The district has no stated plans to open up a costly and unnecessary free taxpayer-supported pre-kindergarten. This is a great relief. This is something most all KSD parents currently pay for on their own. Taxpayer funded pre-school is a constant threat to taxpayers and fiscal responsibility from teachers unions and bureaucrats who want to expand government by giving free child-care through public schools. While there is evidence that this would benefit underprivileged children, the educational benefits of children attending pre-kindgergarten dissipate by the third grade for other children.
The District has no plans to build any buildings as of June 2017.
The district has changed the 1 to 1 Technology (free iPads for all students) survey to determine the actual number of lessons that the devices are used for lessons. They have removed the ability to realistically determine how often and in how many lessons the devices are actually used. We have asked them to provide access to the District's computerized lesson creation and storage software to determine this information.
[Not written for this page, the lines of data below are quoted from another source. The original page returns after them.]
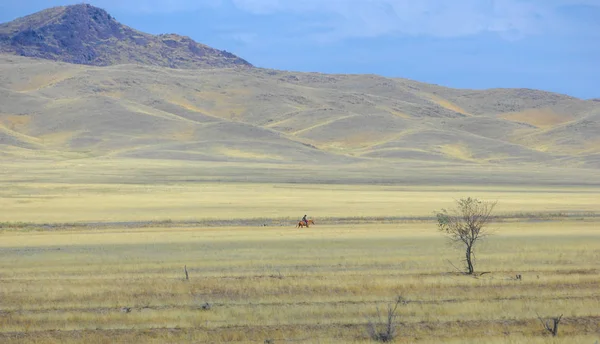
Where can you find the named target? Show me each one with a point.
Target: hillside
(119, 102)
(259, 115)
(88, 35)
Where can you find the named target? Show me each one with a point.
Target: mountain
(117, 106)
(54, 110)
(84, 34)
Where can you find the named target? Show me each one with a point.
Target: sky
(550, 45)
We are also asking them to separate out the costs of the 1 to 1 technology that is used in instruction from the IT infrastructure that cannot be cut or lowered. That was a new request. Our perspective is that if the spending does not support lessons then the technology is of little educational value and the money should not be spent.
We have a meeting with the Interim Superintendent at which we will hopefully receive answers to the new set of questions and discuss combining the Technology and Maintenance funds into the General Fund. This, we believe, will eliminate the wasteful spending in the 1 to 1 technology program and potentially avoid future tax increases. Since the Maintenance and Technology Funds are locked up for specific uses the board cannot relieve budgetary pressures in other areas. The Funds, furthermore, exacerbate waste since they waste the money on such things as giving iPads to Kindergartners. They either spend it or it just sits in an account not being able to be more wisely spent elsewhere.
To do this means that the District would have to get a Board approval. They could then get a legal waiver from the State of Missouri or be forced to put the issue on a ballot. Tax Fairly would obviously support this Ballot Initiative.